How does archive.today bypass paywalls?
I can understand how it does it for simple paywalls that can be bypassed using a user agent pretending to be Google.
But how does it work for firmer paywalls with, e.g. NYT?
Mostly used agents, sites want to be crawled to appear in search results, but from time to time it does actively login to sites (linkedin was one that stopped working, presumably suspended as it likely violates t&c)
I wondered the same thing, I just figured they were whitelisted by the paywalled sites but I don't know exactly why. Perhaps archive.today has accounts to these paywalled sites although I am not sure that's the case.
There is another site, 12ft.io, that used to bypass many of these site's paywalls but they got pushback and now longer offer bypass for sites like WSJ and NYT.
I mean you could kind of do the same thing locally if you use archivebox.

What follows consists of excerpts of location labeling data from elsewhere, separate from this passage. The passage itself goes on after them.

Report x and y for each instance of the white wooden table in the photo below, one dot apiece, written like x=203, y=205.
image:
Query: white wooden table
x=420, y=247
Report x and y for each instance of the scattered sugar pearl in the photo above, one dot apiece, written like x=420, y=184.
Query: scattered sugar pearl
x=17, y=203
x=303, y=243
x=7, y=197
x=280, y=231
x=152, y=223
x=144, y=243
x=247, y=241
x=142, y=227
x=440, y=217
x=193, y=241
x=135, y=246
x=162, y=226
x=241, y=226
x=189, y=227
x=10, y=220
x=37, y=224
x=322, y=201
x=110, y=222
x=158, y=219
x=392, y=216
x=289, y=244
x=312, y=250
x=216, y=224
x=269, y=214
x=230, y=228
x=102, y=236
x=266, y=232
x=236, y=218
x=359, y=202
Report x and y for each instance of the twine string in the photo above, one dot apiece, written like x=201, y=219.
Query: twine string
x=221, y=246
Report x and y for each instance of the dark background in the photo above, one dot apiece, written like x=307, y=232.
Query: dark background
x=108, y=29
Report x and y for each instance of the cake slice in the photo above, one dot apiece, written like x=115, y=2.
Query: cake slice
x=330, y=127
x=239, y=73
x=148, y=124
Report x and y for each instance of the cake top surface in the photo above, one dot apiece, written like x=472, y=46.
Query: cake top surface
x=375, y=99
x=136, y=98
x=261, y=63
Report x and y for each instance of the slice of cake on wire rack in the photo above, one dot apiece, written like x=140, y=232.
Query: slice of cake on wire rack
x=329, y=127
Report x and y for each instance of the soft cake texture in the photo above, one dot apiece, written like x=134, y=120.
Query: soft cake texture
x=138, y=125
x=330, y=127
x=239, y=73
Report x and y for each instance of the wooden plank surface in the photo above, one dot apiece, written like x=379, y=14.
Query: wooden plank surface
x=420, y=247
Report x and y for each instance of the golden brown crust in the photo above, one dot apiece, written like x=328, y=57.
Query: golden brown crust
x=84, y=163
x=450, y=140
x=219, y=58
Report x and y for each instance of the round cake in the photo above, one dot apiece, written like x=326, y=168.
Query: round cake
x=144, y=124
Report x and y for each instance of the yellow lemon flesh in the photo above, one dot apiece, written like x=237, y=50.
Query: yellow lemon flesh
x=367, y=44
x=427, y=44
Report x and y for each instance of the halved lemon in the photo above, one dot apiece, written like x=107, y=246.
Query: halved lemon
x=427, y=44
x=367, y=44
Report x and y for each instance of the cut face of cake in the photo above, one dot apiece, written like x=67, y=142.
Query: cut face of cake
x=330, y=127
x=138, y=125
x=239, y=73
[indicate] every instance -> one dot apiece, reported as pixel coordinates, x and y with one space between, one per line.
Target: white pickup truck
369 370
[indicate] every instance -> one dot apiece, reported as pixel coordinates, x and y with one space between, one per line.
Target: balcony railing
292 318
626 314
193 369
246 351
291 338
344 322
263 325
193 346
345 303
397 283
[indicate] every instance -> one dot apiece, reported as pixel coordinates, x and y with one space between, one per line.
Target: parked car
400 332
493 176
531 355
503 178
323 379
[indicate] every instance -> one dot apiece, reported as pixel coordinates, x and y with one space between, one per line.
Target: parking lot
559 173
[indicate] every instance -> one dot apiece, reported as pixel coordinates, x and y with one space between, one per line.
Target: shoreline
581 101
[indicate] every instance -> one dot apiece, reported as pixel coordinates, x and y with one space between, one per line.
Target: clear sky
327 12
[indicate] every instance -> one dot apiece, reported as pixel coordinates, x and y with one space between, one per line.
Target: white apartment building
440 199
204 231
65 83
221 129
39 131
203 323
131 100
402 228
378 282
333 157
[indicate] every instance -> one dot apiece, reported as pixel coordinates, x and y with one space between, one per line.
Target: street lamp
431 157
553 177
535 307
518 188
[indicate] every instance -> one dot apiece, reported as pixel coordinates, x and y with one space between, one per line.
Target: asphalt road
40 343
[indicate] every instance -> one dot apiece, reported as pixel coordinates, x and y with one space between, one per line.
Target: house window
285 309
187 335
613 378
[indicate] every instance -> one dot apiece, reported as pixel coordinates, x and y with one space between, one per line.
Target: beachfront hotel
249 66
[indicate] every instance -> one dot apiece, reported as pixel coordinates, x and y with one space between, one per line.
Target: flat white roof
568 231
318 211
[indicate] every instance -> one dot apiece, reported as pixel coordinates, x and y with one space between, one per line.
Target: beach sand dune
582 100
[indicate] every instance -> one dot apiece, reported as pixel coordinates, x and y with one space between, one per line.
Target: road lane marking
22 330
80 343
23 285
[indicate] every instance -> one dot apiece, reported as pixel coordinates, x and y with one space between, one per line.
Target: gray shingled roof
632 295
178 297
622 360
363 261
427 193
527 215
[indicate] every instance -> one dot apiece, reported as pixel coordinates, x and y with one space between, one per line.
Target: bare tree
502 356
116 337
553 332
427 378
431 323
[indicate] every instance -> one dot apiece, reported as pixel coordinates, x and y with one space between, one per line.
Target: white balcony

I think it's just the way it scrapes the web page.
Sometimes the paywall is nothing more than a couple HTML div’s.
You can programmatically remove them and then return the page.
I would guess most paywalled sites will allow Bots to scrape content to improve site discoverability. Whether it is Archive.org, Archive.today, Google, Google news...
Perhaps they subscribe (gasp!) to sites with paywalled content, sign in, and begin scraping.
My guess: stolen usernames/passwords. Or actual paid subs.